All’Academy lo zio Quentin sta per caso sulle palle?
Quentin Tarantino fa cinema dal 1992 e da allora ha ricevuto solo due Oscar per la miglior sceneggiatura (Pulp fiction e Django Unchained) e (udite udite!) CINQUE nominations agli Oscar (mi riferisco ai soli premi personali, ovvero regia e sceneggiatura).
Otto film. Sette sceneggiature originali e una non (Jackie Brown era tratto da un romanzo di Elmore Leonard).
Sedici possibili nominations, di cui cinque ottenute. Due Oscar in tutto (sempre e solo alla sceneggiatura).
Ma non è un po’ poco per uno che ha cambiato il modo di fare cinema?

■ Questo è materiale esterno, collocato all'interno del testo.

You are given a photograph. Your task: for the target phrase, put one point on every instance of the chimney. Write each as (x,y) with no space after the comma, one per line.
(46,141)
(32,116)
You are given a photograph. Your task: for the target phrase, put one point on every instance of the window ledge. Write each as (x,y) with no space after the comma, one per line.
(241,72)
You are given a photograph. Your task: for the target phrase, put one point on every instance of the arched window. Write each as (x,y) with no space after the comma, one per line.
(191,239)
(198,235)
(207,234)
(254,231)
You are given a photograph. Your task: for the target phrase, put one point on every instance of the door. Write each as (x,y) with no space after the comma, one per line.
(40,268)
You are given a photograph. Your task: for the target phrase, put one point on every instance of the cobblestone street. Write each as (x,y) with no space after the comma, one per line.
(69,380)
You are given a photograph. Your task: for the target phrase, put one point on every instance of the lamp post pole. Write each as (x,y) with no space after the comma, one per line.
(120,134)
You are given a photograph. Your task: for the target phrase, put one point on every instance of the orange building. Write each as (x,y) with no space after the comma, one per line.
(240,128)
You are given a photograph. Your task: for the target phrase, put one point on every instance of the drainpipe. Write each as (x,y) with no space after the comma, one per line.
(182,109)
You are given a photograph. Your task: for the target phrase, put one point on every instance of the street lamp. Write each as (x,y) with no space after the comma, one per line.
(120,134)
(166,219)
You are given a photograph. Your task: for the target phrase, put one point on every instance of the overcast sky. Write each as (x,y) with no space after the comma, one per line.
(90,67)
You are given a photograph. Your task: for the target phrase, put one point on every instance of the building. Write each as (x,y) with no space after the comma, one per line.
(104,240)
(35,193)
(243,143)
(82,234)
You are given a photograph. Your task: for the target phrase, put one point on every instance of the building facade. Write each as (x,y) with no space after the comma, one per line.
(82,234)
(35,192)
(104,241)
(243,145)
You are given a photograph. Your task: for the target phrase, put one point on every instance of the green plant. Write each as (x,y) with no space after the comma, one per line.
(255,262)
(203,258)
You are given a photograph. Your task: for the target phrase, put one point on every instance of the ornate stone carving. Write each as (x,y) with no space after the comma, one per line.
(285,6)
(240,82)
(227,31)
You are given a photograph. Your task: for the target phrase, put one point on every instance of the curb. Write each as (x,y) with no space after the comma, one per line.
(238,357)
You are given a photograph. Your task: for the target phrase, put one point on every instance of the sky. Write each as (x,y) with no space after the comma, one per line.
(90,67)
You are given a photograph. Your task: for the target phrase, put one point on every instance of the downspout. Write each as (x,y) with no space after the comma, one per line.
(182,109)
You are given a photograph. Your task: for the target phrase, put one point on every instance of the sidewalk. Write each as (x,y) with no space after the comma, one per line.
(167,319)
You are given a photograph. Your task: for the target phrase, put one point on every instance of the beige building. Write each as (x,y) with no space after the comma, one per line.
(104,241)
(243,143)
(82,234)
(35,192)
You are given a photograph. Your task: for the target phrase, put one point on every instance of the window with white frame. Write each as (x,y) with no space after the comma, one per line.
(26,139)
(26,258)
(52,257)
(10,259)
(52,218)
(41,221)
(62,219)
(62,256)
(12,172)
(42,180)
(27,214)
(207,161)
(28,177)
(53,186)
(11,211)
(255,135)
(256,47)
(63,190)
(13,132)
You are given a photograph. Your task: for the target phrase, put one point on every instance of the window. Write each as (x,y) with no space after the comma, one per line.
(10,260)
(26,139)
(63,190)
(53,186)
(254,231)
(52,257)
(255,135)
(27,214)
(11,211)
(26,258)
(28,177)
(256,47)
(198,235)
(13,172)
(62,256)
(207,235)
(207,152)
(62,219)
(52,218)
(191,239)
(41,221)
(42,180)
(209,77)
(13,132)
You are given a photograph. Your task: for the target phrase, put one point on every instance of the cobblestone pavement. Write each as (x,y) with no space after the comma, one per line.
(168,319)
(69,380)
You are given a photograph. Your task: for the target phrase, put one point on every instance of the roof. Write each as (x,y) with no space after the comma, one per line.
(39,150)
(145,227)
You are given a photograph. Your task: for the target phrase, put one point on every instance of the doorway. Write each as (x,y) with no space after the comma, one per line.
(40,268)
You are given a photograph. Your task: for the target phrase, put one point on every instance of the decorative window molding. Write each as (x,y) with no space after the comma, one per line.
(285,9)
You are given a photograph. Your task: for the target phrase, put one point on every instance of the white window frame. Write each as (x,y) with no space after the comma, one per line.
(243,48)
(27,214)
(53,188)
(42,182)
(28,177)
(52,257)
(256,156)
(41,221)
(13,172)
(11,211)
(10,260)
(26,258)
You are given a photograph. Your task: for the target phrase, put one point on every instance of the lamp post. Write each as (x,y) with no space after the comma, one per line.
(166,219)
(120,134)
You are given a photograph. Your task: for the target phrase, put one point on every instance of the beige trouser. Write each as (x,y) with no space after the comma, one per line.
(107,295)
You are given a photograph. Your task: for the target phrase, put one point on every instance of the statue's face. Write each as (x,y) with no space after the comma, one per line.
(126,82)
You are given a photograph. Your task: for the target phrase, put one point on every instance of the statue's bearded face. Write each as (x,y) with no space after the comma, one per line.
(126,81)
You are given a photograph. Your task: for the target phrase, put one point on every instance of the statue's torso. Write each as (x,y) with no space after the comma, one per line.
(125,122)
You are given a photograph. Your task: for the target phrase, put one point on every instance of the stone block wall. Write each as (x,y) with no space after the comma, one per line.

Non parliamo solo di “stile tarantiniano”, ma anche di poetica: pensate a filoni come il wuxia (cappa e spada in salsa orientale come La tigre e il dragone, Hero e La foresta dei pugnali volanti) letteralmente esplosi in Occidente dopo Kill Bill; pensate ad autori come Fulci, Lenzi, Castellari, Bava e Deodato che dopo Tarantino sono tornati ad avere il rispetto che meritano; pensate allo spaghetti western dopo Django, a film come Machete, Sin city, The green inferno: tutti progetti possibili quasi esclusivamente grazie allo zio Quentin.
E allora?
Beh per iniziare c’è la querelle con mamma Disney: per Natale invece che permettere di far uscire The Hateful Eight, la Disney (che l’Academy ce l’ha in saccoccia) ha pensato bene di allungare la proiezione in sala – e non una sala qualsiasi, ma la Cinerama Dome di Los Angeles da 800 posti – di Star Wars: Il risveglio della Forza, dando vita a un bel pasticcio, finito con Tarantino incazzato nero e che avrebbe volentieri fatto a meno della tirannia degli uomini malvagi.
C’è la faccenda della protesta contro le violenze dei poliziotti sui neri, in cui Tarantino ha fatto sentire la sua voce (eccome se lo ha fatto); c’è la faccenda delle eterne accuse di istigazione alla violenza; di misoginia (questa proprio non la capisco: ma l’hanno visto Kill Bill?!) e di essere affiliato all’esercito di Freezer: Quentin è qui per noi!
Scherzi a parte, siamo d’accordo che Tarantino sia un personaggio ingombrante (per non dire scomodo), ma lo è proprio perché molto spesso va a rimestare in quel torbido che fa venire a galla certe cose che l’establishment (concedetemi l’anglicismo) non vorrebbe rivangare, ad esempio la denuncia del razzismo americano fatta non in modo politicamente corretto come in 12 anni schiavo, ma nel modo più duro e crudo di Django unchained e The Hateful Eight.
Il suo ultimo film ha ricevuto la miseria di tre candidature, di cui nessuna a messer Quentin Tarantino: è a questo punto forse che lo spettatore può rinsavire, e accorgersi che gli Oscar sono sì un premio ambito, ma che non valgono poi così tanto quando di fronte a mostri sacri come il Nostro non viene mostrato rispetto, considerazione o semplice oggettività per un lavoro eccelso.
Hai vinto l’Oscar dei nostri cuori Quentin, e quello è forse l’unico che hai sempre desiderato.